Only seven of the Dow Jones components closed in positive territory, with embattled AIG, the insurance giant, leading the way with a 6-percent gain due to improved quarterly results. Hewlett-Packard added 1.7 percent and SBC was up 1 percent, but other gains were minimal. Of the 23 components that closed in negative territory, seven posted losses of more than 1 percent.
Oracle paced the Nasdaq with a 6.2-percent increase after beating sales and earnings estimates. And Sun Microsystems and Cisco Systems added about 1.5-percent each. Yahoo! was the biggest loser of the tech bellwethers, dropping 2.2 percent. JDS Uniphase, Ericsson, IBM and Intel suffered modest losses.
At Closing:
The Dow 30 Industrial Index fell 31.15 points or 0.30 percent to end at 10,374.48; the Nasdaq Composite index lost 1.00 points or 0.05 percent to close at 2,068.89, and the benchmark Standard & Poor's 500 Index closed down 1.72 points or 0.14 percent to end at 1,199.85.
The 30-year Treasury bond was down 7/32 in price with the yield rising to 4.26 percent versus a 4.24-percent closing on Tuesday.
The 10-year Treasury note was down 2/32 in price with the yield rising to 3.98 percent versus a 3.97-percent closing on Tuesday.
The 5-year Treasury note closed even in price with the yield holding at 3.75 percent, the same as on Tuesday.
AVERAGE mortgage rates (zero discount points) based on rates collected nationwide were:
The 30-year Conventional Fixed-Rate Mortgage was at 5.374 percent from 5.38 percent at Tuesday's close.
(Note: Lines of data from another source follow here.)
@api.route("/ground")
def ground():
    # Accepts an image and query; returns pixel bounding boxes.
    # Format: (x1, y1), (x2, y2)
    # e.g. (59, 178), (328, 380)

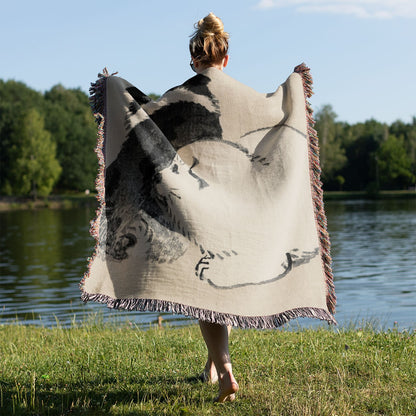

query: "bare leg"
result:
(200, 325), (231, 384)
(199, 321), (238, 403)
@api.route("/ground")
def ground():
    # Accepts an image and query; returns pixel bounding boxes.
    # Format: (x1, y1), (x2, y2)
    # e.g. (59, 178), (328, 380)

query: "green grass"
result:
(0, 323), (416, 416)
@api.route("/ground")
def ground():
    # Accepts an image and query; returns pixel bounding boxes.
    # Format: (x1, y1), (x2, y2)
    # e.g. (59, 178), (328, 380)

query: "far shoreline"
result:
(0, 190), (416, 212)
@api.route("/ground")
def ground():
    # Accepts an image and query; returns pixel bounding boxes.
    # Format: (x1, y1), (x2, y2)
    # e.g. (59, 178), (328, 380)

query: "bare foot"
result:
(199, 358), (218, 384)
(215, 372), (238, 403)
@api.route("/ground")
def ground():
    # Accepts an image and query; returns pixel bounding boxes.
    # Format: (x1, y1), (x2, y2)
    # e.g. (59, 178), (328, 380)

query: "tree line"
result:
(0, 80), (416, 197)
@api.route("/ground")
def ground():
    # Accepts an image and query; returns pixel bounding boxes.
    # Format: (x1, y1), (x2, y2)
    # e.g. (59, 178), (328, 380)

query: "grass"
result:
(0, 322), (416, 416)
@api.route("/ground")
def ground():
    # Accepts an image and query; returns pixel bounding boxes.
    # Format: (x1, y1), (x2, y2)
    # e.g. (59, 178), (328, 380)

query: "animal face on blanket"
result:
(82, 67), (334, 327)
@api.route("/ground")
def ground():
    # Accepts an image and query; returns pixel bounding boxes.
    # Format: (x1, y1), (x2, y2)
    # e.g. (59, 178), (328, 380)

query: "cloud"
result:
(257, 0), (416, 19)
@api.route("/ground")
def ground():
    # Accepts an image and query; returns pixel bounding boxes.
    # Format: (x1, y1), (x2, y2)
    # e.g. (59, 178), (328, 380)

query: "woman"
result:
(81, 13), (335, 402)
(189, 13), (238, 403)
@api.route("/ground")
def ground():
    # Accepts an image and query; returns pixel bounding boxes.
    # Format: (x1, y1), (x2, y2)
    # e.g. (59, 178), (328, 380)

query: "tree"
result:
(10, 109), (62, 198)
(45, 85), (98, 190)
(377, 135), (415, 189)
(0, 80), (43, 195)
(315, 104), (347, 185)
(341, 120), (388, 191)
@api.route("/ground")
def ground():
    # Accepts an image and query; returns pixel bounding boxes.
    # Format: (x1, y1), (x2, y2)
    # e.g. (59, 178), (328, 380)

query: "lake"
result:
(0, 199), (416, 329)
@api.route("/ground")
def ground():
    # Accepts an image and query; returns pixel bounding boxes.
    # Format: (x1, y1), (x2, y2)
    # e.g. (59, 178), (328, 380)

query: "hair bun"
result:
(197, 12), (224, 36)
(189, 13), (229, 66)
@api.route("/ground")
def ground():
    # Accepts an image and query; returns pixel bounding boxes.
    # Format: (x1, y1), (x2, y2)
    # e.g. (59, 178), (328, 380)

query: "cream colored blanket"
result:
(81, 65), (335, 328)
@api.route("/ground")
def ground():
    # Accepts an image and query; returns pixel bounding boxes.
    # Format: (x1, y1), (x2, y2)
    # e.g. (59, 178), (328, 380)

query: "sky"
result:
(0, 0), (416, 123)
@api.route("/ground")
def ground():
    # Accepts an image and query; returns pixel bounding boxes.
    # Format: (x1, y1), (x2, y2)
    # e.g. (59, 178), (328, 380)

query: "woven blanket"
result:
(81, 64), (335, 328)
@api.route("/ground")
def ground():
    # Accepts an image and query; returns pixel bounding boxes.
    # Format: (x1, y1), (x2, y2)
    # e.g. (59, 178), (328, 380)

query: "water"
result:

The 15-year Conventional Fixed-Rate Mortgage was at 4.963 percent from 4.973 percent at Tuesday's close.
Coming Up
The Federal Open Markets Committee will announce its decision on interest rates at 2:15 p.m. EDT on Thursday, and the markets will be waiting for the statement that follows as they try to discern the Fed's future intentions. Also due are first-time unemployment claims for the week ended June 24 and Personal Incomes/Outlays that can impact the markets due to an inflation indicator buried in the report. Also due is the Chicago PMI index on June business conditions in that region. The PMI index is expected to climb to 56 from the 54.1 reading in May. Unemployment claims are also predicted to rise to 330,000 from 314,000 the previous week. Forecasts show personal income and spending should decline for May, with income dipping to a plus 0.4 percent from a plus 0.7 percent in April. Spending is expected to come in plus 0.1 percent, down from the plus 0.6 percent reported in April. A lot will be riding on the Fed statement, but overnight and into Thursday mortgage rates should remain steady.